Le directeur général de Wave Sénégal, Malick Gueye, a plaidé pour un environnement réglementaire, économique et financier permettant aux entreprises du continent de changer d’échelle.
« L’Afrique dispose des talents et des usages. Le défi consiste désormais à créer les conditions permettant à nos entreprises numériques de grandir à l’échelle mondiale », a-t-il déclaré.
L’administrateur délégué de GAINDE 2000, Ibrahima Nour Eddine Diagne, a pour sa part souligné l’importance de concevoir des plateformes répondant aux besoins locaux tout en restant compétitives sur les marchés internationaux.
Selon lui, la souveraineté numérique ne repose pas uniquement sur la localisation des données. Elle suppose également une capacité à développer des technologies, des services et des modèles économiques conçus sur le continent.
Une régulation confrontée à des enjeux transfrontaliers
L’essor de l’intelligence artificielle, des plateformes mondiales et des infrastructures satellitaires pose également de nouveaux défis aux autorités de régulation.
Cheikh Ahmadou Bamba Fall, conseiller technique pour la coopération allemande à la GIZ, a appelé à renforcer la coordination entre les États, les régulateurs et le secteur privé.
« Les défis numériques sont désormais transfrontaliers ; les réponses doivent l’être également », a-t-il déclaré.
Christian Thiam, responsable du design pédagogique et de l’assurance qualité du programme FORCE-N, a également défendu une gouvernance construite collectivement.
Porté par l’Université numérique Cheikh Hamidou Kane et la Fondation Mastercard, FORCE-N intervient dans le renforcement des compétences, de l’emploi et de l’entrepreneuriat dans le numérique.
« Aucun acteur ne peut réguler seul l’économie numérique mondiale. La gouvernance doit être construite collectivement », a estimé Christian Thiam.

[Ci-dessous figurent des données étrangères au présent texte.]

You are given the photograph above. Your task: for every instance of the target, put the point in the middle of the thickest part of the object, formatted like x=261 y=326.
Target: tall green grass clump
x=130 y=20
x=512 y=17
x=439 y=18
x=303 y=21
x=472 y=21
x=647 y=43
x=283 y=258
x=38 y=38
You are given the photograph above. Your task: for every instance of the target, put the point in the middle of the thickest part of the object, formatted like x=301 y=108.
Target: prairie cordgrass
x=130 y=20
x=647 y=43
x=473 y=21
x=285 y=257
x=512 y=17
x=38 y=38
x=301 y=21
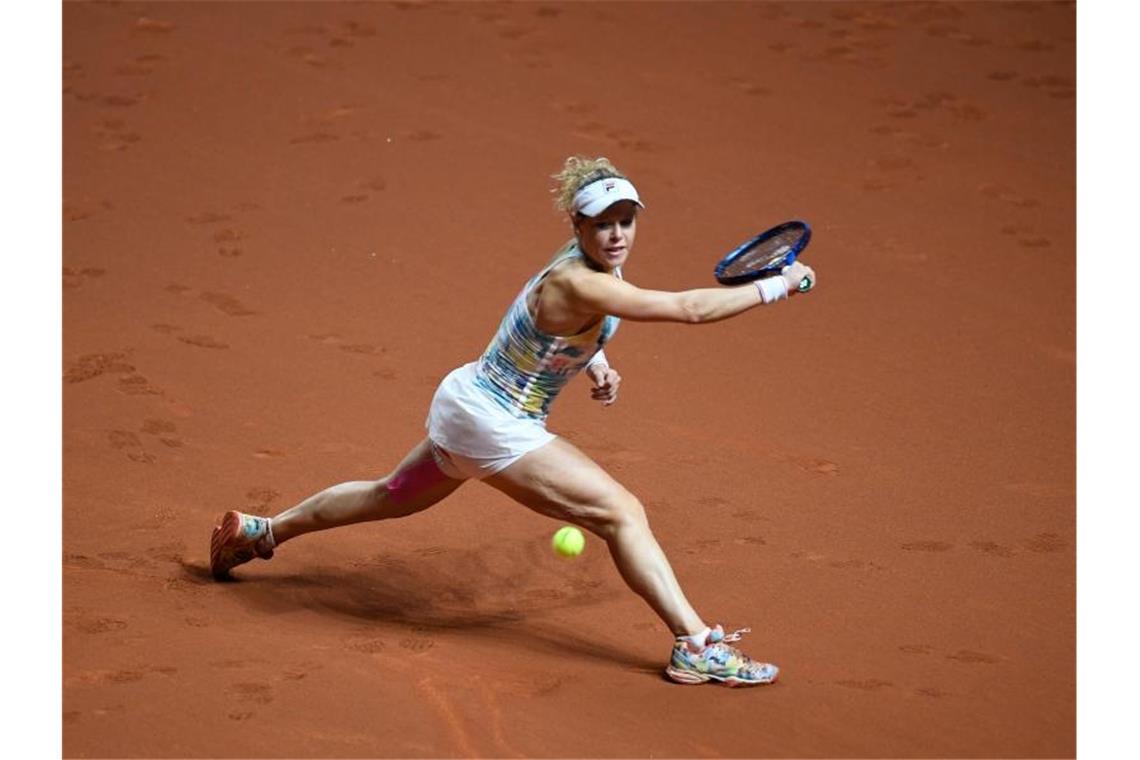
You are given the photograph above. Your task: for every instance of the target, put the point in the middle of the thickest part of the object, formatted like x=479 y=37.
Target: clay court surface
x=285 y=222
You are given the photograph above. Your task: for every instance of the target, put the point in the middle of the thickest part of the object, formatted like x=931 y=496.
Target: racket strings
x=765 y=253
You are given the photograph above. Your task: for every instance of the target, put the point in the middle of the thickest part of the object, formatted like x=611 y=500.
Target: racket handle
x=805 y=285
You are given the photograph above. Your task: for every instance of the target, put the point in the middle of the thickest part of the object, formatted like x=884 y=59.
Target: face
x=608 y=238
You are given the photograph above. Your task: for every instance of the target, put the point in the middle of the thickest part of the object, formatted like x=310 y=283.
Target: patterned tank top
x=524 y=368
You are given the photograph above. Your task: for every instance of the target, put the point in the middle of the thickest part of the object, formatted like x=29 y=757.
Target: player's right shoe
x=717 y=662
x=238 y=539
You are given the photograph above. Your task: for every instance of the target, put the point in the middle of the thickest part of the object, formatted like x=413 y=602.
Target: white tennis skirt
x=474 y=435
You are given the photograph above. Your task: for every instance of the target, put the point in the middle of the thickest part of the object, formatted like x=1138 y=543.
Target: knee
x=621 y=513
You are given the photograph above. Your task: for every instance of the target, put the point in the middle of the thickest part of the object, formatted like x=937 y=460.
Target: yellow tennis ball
x=569 y=541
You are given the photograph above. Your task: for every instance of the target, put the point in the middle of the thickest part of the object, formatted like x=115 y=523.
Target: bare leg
x=560 y=481
x=415 y=484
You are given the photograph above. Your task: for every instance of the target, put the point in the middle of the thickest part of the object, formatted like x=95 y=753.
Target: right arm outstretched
x=596 y=293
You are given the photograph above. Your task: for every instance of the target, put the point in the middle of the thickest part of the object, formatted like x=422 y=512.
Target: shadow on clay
x=453 y=591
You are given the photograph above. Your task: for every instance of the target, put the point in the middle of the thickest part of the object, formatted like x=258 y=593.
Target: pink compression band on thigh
x=414 y=480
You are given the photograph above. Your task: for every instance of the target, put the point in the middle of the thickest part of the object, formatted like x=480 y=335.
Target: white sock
x=698 y=639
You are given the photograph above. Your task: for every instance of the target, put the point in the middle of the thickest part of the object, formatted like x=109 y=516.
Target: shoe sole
x=222 y=534
x=689 y=678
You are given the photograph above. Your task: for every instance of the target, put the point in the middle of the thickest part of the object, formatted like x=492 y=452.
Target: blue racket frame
x=787 y=260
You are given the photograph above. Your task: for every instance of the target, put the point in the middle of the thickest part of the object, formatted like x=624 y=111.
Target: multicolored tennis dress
x=488 y=414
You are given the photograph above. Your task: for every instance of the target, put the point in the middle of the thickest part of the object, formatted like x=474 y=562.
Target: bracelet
x=772 y=288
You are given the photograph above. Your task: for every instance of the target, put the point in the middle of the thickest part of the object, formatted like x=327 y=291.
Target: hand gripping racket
x=766 y=254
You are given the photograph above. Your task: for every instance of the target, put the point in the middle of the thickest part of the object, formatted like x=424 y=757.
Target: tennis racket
x=766 y=254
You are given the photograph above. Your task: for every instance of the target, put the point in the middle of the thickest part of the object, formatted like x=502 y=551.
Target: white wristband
x=772 y=288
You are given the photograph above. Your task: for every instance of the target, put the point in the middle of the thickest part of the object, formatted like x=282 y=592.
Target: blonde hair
x=577 y=173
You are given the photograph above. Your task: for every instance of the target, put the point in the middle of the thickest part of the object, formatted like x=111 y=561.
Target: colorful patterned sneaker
x=238 y=539
x=718 y=662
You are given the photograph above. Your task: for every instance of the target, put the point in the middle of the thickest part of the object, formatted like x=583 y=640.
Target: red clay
x=285 y=222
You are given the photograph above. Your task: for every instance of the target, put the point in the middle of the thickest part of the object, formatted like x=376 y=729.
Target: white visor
x=597 y=196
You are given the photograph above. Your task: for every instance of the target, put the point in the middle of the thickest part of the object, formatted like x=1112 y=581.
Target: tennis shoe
x=238 y=539
x=718 y=662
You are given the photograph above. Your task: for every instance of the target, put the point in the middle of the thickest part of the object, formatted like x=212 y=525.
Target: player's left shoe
x=717 y=662
x=238 y=539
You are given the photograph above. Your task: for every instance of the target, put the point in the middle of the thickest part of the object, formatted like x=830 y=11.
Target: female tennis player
x=488 y=419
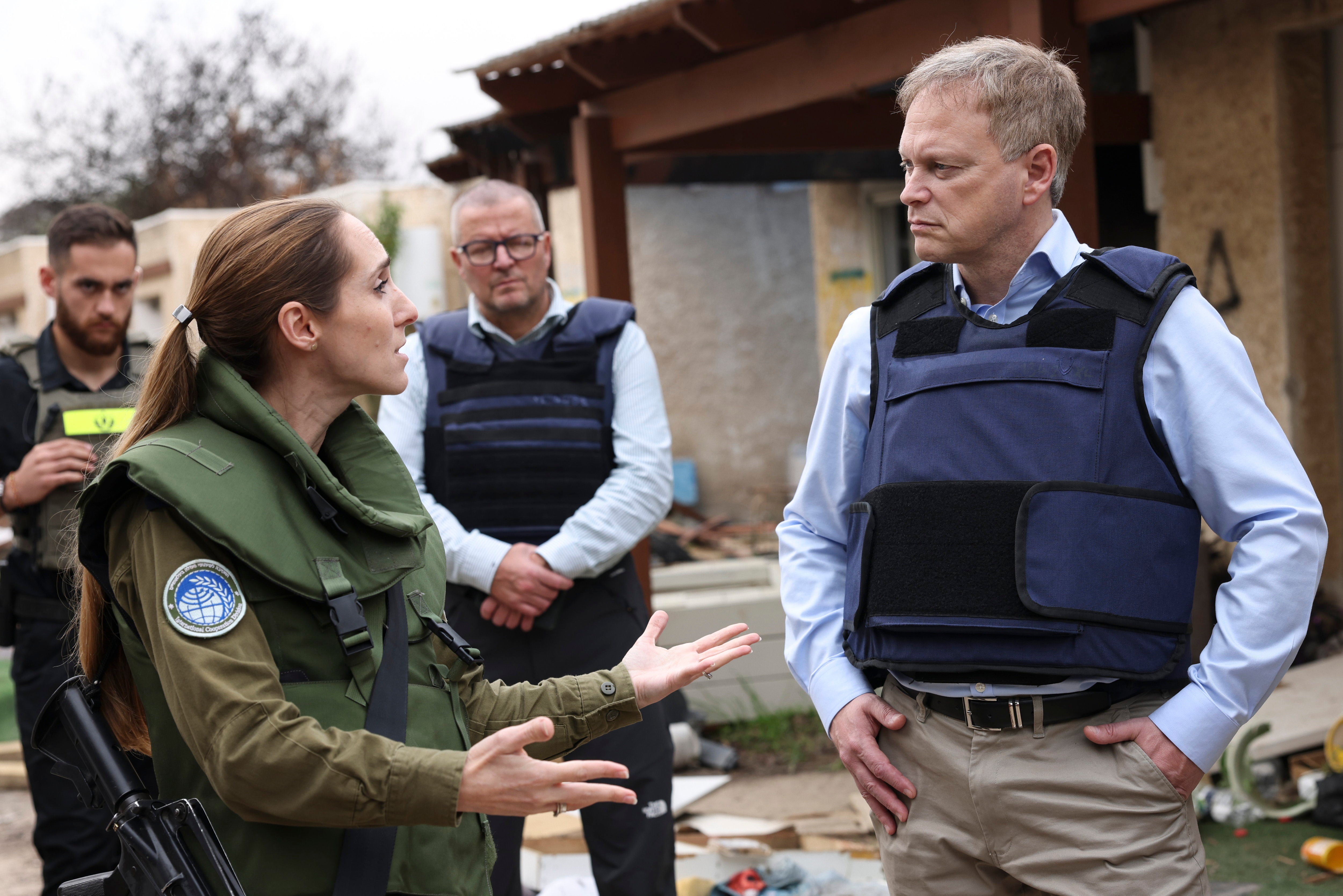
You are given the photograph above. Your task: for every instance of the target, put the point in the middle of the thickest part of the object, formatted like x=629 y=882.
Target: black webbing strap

Une unité chargée du suivi des projets
Pour assurer l’exécution du New Deal Technologique, le gouvernement prévoit la mise en place d’une unité chargée du suivi et de l’évaluation des différents projets.
Cette structure devra mesurer leurs effets économiques, sociaux et environnementaux et veiller au respect des objectifs et du calendrier de mise en œuvre.

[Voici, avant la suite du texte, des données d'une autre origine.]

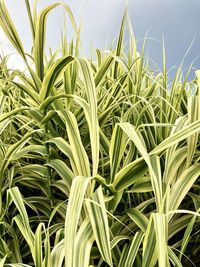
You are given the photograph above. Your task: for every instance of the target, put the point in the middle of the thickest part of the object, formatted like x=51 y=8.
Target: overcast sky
x=177 y=20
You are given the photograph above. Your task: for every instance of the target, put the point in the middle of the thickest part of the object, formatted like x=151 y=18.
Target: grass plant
x=99 y=157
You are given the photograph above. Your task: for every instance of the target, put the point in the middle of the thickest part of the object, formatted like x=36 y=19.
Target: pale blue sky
x=177 y=20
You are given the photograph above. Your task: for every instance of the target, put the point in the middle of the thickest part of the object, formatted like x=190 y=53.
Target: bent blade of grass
x=51 y=76
x=152 y=162
x=117 y=146
x=160 y=226
x=99 y=221
x=83 y=244
x=78 y=151
x=39 y=43
x=76 y=197
x=183 y=185
x=92 y=102
x=133 y=250
x=150 y=249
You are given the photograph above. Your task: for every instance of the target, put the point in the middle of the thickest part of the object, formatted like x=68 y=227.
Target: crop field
x=99 y=156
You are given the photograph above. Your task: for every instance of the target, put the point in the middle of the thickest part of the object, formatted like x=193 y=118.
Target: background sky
x=177 y=20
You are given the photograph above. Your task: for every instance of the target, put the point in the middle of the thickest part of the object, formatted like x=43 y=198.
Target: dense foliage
x=99 y=157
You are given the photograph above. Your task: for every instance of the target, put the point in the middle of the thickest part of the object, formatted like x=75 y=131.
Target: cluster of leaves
x=99 y=159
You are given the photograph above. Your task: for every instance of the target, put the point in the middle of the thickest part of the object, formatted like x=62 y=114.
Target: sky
x=178 y=21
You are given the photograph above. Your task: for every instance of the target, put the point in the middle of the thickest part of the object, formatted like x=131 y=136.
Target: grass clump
x=99 y=159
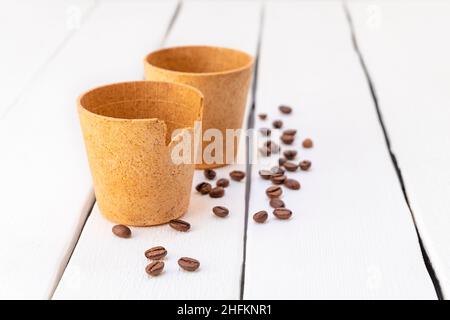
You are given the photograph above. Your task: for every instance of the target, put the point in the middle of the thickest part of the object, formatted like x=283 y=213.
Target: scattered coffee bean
x=276 y=203
x=188 y=264
x=285 y=109
x=265 y=174
x=220 y=211
x=217 y=192
x=282 y=213
x=203 y=187
x=290 y=154
x=292 y=184
x=305 y=165
x=307 y=143
x=274 y=191
x=223 y=183
x=209 y=174
x=277 y=124
x=179 y=225
x=237 y=175
x=290 y=166
x=265 y=131
x=155 y=268
x=260 y=216
x=156 y=253
x=121 y=231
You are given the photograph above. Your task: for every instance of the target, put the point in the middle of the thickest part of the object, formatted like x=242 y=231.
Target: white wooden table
x=369 y=82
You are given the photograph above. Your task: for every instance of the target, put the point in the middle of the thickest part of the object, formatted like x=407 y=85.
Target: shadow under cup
x=223 y=76
x=127 y=129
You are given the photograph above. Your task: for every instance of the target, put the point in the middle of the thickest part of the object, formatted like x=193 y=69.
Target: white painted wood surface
x=104 y=266
x=31 y=32
x=351 y=234
x=44 y=176
x=405 y=48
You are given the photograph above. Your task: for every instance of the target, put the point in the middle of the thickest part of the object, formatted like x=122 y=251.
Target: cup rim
x=200 y=74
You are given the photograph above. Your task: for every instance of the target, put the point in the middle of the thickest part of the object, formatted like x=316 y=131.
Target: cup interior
x=200 y=59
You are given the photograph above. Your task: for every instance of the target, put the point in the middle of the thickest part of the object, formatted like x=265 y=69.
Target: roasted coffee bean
x=217 y=192
x=305 y=165
x=179 y=225
x=276 y=203
x=290 y=166
x=290 y=132
x=223 y=182
x=290 y=154
x=274 y=191
x=307 y=143
x=278 y=178
x=203 y=187
x=286 y=139
x=265 y=174
x=260 y=216
x=121 y=231
x=292 y=184
x=156 y=253
x=285 y=109
x=277 y=124
x=220 y=211
x=265 y=131
x=188 y=264
x=155 y=268
x=237 y=175
x=209 y=174
x=282 y=213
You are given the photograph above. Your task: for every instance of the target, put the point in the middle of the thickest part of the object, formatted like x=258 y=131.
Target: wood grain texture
x=407 y=57
x=351 y=234
x=45 y=179
x=104 y=266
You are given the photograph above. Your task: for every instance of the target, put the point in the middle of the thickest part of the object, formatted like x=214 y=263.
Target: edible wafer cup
x=223 y=76
x=131 y=130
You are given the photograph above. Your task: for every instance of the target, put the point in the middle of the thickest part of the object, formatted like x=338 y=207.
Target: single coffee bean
x=274 y=191
x=260 y=216
x=290 y=166
x=265 y=174
x=292 y=184
x=290 y=132
x=276 y=203
x=188 y=264
x=121 y=231
x=155 y=268
x=285 y=109
x=156 y=253
x=278 y=178
x=287 y=139
x=209 y=174
x=217 y=192
x=265 y=131
x=262 y=116
x=179 y=225
x=282 y=213
x=203 y=187
x=220 y=211
x=277 y=124
x=290 y=154
x=307 y=143
x=237 y=175
x=305 y=165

Le coût global du programme, estimé à près de deux milliards de dollars sur dix ans, devra mobiliser des ressources publiques, des partenaires au développement et des investissements du secteur privé.
Samba Diouf a insisté sur la nécessité d’accélérer l’exécution des projets après plusieurs années consacrées à l’élaboration de politiques et de stratégies numériques.

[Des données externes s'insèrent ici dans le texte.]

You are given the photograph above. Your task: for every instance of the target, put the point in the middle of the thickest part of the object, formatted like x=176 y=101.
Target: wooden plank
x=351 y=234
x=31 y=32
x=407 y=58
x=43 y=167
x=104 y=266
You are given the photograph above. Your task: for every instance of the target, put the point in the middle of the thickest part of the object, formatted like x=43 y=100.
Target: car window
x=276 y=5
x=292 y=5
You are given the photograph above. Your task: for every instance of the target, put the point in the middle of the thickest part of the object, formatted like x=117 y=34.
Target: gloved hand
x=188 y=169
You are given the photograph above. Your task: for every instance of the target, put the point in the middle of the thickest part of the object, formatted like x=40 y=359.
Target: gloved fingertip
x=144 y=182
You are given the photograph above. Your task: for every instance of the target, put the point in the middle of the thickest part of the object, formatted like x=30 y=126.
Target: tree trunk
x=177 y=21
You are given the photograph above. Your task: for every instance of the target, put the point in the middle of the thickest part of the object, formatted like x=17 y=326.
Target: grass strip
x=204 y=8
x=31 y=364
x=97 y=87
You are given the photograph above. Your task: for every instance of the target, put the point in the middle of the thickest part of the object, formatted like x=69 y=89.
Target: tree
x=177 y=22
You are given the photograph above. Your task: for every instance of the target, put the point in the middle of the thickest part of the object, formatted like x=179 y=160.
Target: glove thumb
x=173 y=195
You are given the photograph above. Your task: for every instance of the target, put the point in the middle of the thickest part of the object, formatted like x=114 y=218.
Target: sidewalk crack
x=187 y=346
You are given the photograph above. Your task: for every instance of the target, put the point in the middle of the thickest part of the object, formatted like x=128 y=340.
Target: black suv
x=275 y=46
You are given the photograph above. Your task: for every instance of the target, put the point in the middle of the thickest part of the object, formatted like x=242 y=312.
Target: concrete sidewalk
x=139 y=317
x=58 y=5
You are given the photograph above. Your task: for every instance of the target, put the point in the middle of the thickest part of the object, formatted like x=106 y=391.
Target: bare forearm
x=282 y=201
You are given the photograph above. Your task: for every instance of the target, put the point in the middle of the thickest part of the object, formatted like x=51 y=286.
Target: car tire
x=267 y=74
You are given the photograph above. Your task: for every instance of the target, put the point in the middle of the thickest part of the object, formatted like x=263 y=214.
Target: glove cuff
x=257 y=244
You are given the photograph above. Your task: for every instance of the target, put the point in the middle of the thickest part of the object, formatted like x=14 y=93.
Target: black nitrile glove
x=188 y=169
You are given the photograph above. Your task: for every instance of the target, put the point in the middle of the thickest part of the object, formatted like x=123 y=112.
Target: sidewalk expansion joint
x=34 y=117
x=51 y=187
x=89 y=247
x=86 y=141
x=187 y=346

« Nous voulons passer de la stratégie à la mise en œuvre. Il est maintenant temps d’accélérer et de faire du New Deal Technologique une réalité », a-t-il affirmé.
À travers cette présentation au WSIS 2026, le Sénégal a défendu une approche du numérique fondée sur la souveraineté, la création de valeur locale et le développement des compétences.
Dakar souhaite ainsi se positionner comme un pôle technologique régional, tout en portant une vision plus large pour les pays du Sud global : celle d’États qui ne se limitent plus à consommer des technologies développées ailleurs, mais qui investissent dans leurs propres infrastructures, leurs entreprises et leur capacité d’innovation.